We have a new in-house CNC (Computer Numerically Controlled) department. This department will use 3D CAD (Computer Assisted Design) and CAM (Computer Assisted Machining) software to send part geometry data directly from the LMB design office to our new CNC router a Haas GR-712 aka “Gretchen Haas”. Gretchen can cut a myriad of parts from hull molds, to bulkheads, to custom designed stainless steel and aluminum fittings with a previously unattainable accuracy and speed thus improving productivity and quality of the product.
We have utilized outside sources of CNC technology for several years. We have hired CNC shops to cut molds for our fiberglass parts, joinery panels for our interior woodwork, aluminum electrical panels, foam core kits, hull-half models, tank testing models, and many, many more parts and pieces that go into the development and production of our boats. Now all this work can come in-house. “The benefits of having this new machine and capabilities benefit all LMB employees by making the yard more competitive in the marine marketplace and expands LMB’s business into other non-marine industries,” said Drew Lyman.
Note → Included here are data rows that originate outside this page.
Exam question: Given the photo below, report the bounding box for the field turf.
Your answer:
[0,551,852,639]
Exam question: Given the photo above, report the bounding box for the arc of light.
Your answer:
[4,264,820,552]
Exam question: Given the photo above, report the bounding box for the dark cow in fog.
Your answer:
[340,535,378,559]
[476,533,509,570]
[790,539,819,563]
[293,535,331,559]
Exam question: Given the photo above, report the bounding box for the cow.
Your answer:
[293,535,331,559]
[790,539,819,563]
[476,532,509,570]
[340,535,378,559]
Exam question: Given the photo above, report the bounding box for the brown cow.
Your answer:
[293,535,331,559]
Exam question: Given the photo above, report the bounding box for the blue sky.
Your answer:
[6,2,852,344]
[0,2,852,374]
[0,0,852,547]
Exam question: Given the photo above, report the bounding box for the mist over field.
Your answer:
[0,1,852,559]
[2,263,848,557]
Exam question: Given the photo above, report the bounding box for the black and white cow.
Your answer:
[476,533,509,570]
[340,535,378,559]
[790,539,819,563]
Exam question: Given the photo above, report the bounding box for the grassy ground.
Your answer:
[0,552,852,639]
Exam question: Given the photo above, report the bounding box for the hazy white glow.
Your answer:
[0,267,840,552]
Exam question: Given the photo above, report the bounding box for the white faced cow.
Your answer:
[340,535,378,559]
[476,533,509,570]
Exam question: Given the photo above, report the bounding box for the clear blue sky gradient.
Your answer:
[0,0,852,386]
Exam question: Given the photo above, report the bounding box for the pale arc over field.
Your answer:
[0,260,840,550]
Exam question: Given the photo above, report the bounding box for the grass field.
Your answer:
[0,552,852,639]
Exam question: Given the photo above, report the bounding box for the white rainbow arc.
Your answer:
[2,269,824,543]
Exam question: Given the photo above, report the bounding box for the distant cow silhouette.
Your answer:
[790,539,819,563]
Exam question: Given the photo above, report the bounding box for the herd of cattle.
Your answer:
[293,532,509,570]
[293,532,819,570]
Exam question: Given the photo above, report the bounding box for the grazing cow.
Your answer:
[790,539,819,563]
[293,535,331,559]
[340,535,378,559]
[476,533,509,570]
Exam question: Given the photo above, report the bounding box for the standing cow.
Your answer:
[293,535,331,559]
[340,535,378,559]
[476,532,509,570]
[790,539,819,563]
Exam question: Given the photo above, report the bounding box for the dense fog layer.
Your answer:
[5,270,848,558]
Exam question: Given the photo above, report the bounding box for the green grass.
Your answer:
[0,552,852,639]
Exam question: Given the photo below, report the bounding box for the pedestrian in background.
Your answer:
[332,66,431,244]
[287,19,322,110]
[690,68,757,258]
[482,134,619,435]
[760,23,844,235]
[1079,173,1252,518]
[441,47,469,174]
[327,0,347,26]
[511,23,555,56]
CNC technology works by sending Cartesian coordinates, generated by a computer to a milling machine or router which then cuts the corresponding shapes using any number of materials. The precision attainable with these machines can be measured in thousandths of inches, and parts can be cut in a fraction of the time that is required when using manual cutting tools thus eliminating costly waste of materials and time.
Having this capability is an additional arrow in our quiver to bring not only the best boat building projects but other projects to Lyman-Morse. We will continue to supplement our primary boatbuilding and service business by offering our CNC services to other small businesses in a variety of industries. Our router will be the biggest CNC router north of Topsham and is capable of cutting heavier material than other routers in the mid-coast area.
Over the course of the next year, we will insert CNC technology directly into every possible part of our manufacturing process. Our project managers are identifying all parts and pieces on our boats that would benefit from CNC machining. Although a great deal of our construction process involves the careful craftsmanship of our carpenters, much of their time and talent is wasted making cuts that do not require the “human touch”. We plan to funnel more work into our CNC department who will oversee Gretchen and the production of numerous parts that can be cut and stored for future projects.